Ao mesmo tempo, que o Estado tivesse uma maior e melhor intervenção ao nível social. No fundo, os serviços que nós temos, quer ao nível da educação, quer ao nível da saúde, da defesa, são assegurados pelo Estado. É preciso que os faça cada vez com mais qualidade.

FSF — Vejo Portugal num caminho muito complicado porque acho que faltam pessoas com qualidade à frente do nosso país. Temos esta vertente em que acreditamos que os privados conseguem fazer melhor com os serviços públicos, porque têm um mindset diferente de gestão. Acreditamos que os serviços públicos devem ter muita qualidade, mas devem ser aqueles essenciais. O resto deve ser, sim, gratuito para as pessoas, mas assegurados com uma gestão capaz de melhorar.
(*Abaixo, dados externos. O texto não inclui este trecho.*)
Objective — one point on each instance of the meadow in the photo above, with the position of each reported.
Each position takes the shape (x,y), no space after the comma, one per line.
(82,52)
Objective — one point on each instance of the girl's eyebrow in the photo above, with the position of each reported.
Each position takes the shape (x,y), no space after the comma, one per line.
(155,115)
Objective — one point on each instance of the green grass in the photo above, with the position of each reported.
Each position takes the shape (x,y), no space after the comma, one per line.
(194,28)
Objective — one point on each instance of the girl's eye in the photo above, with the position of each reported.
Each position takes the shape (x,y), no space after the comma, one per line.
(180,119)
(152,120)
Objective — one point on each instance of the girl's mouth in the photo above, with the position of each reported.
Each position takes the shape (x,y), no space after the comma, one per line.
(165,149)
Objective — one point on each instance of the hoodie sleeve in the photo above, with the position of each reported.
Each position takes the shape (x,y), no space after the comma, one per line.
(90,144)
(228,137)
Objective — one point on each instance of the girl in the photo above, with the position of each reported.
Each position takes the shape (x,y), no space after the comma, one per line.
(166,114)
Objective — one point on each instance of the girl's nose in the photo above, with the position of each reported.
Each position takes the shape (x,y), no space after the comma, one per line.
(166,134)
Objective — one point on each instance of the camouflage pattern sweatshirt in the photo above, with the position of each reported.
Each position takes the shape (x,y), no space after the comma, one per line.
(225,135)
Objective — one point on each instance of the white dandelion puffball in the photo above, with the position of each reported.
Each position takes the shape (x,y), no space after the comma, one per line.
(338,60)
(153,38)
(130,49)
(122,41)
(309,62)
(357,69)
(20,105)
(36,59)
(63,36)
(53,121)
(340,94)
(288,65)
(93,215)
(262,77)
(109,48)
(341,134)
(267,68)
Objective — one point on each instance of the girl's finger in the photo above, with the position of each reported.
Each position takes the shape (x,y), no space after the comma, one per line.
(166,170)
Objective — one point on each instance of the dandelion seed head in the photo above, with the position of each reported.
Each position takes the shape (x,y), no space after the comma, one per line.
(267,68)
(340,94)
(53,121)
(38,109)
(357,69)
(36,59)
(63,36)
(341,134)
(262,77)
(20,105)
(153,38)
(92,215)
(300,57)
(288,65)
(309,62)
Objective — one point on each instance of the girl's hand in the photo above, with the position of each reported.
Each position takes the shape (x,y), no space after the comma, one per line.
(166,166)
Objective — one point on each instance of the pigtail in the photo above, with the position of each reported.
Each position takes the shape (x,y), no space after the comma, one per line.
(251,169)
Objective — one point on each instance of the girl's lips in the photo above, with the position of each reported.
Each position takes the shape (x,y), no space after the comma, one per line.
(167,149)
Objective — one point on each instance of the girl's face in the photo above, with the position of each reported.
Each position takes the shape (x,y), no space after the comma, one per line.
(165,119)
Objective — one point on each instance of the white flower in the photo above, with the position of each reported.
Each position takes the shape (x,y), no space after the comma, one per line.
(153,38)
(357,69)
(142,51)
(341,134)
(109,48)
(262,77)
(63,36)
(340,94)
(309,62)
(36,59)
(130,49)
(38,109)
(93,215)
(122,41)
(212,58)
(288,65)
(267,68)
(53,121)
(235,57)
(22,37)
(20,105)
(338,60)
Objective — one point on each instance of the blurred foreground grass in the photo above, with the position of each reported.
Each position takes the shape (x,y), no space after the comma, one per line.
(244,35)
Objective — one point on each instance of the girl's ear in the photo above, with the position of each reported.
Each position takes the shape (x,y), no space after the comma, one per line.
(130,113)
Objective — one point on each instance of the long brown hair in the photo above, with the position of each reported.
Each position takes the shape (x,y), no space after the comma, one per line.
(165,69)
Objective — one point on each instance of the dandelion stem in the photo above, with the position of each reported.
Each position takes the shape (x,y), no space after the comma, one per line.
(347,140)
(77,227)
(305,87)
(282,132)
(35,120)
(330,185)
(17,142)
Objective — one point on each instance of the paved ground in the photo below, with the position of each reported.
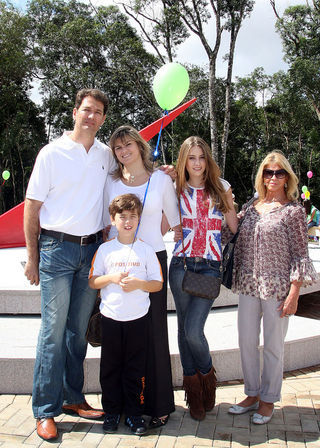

Vou dar um exemplo , fizemos uma central fotovoltaica para autoconsumo e estivemos dois anos e meio à espera de uma autorização para pôr umas estacas dentro da terra. Num país em que falamos de sustentabilidade, não se compreende a burocracia deste Estado e a burocracia pela qual as empresas têm de passar.

O José Maria da Fonseca não depende do Estado para nada. Depende do Estado para pagar impostos e para cumprir as responsabilidades. Mas não precisamos do Estado, não é nosso cliente, não temos qualquer interação, não temos qualquer subsídio. Isto a nós criou-nos muita entropia. Muitos investimentos que queremos fazer, ou é por isto ou por aquilo ou por aqueloutro, ficam todos parados.

Se acho que as coisas estão no bom caminho? Digamos que noto muita instabilidade, mas felizmente também dependemos muito do mercado externo. Estamos na União Europeia, o que é bom. Isso dá-nos alguma segurança para continuar a investir, mas neste momento estamos a investir lá fora.

AMSF — Daqui a 20 anos vamos ter de ser uma empresa já no caminho de uma multinacional. Criámos essa distribuidora em Portugal e queremos estar cada vez mais presentes nos mercados externos. Vimos claramente que a distribuidora foi um motor gigantesco para a nossa empresa e estar mais próximo dos mercados, eventualmente ter estruturas de distribuição lá fora, quem diria, um dia no futuro, ter alguma produção de vinho também lá fora.

Achamos que a empresa vai estar muito mais internacional, ou quase multinacional, daqui a 20 anos, para que a próxima geração também tenha uma empresa com excelente saúde, para poderem continuar a perpetuar a empresa no futuro.

FSF — É importante deixar uma mensagem: temos uma responsabilidade que herdámos das gerações anteriores, estamos cá há 190 anos, e temos a responsabilidade de projetar o José Maria da Fonseca por mais 190 anos. E, portanto, 2043 há-de ser… um amanhã.